Our pal Josh Tauberer at Govtrack.us wrote recently that he's started a new Docket page on which readers can now know up to a week ahead when a bill is scheduled to come to the floor of the House or Senate. He was able to cobble together the data needed to do this because of the freely available -- and new -- House website called docs.house.gov and Senate.gov where the Senate's floor for the next day is published. And don't forget to follow govtrack for tweets on the upcoming bills. Way to use structured, open government data, Josh!!
We've been tracking on HR 5326 "Making appropriations for the Departments of Commerce and Justice, Science, and Related Agencies for the fiscal year ending September 30, 2013" and more specifically the Webster-Lankford amendment (which passed the House on May 9, 2012 by a vote of 232 - 190) which cuts funding for the American Community Survey. Data collected by the ACS are used by policy makers to determine the distribution of federal funding for everything from schools to roads and bridges, to emergency services and Medicaid benefits -- and is of vital interest to researchers, teachers, students and the public to learn more about and track on issues important to their communities.
If you care about this vital program, please sign the Save the American Community Survey petition. It's crucial that our Federal lawmakers know about the public's concern, and understand why they need the ACS to do their very jobs!

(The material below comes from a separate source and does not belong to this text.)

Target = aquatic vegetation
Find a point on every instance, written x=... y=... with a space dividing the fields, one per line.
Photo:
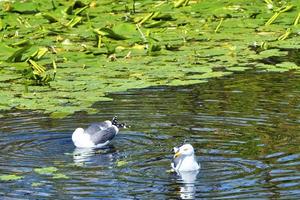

UPDATE 5/22/12 noon PST: The Sunday NY Times, in an article entitled "The Beginning of the End of the Census?" put it succinctly:
This survey of American households has been around in some form since 1850, either as a longer version of or a richer supplement to the basic decennial census. It tells Americans how poor we are, how rich we are, who is suffering, who is thriving, where people work, what kind of training people need to get jobs, what languages people speak, who uses food stamps, who has access to health care, and so on.
It is, more or less, the country’s primary check for determining how well the government is doing — and in fact what the government will be doing. The survey’s findings help determine how over $400 billion in government funds is distributed each year.
But last week, the Republican-led House voted to eliminate the survey altogether, on the grounds that the government should not be butting its nose into Americans’ homes.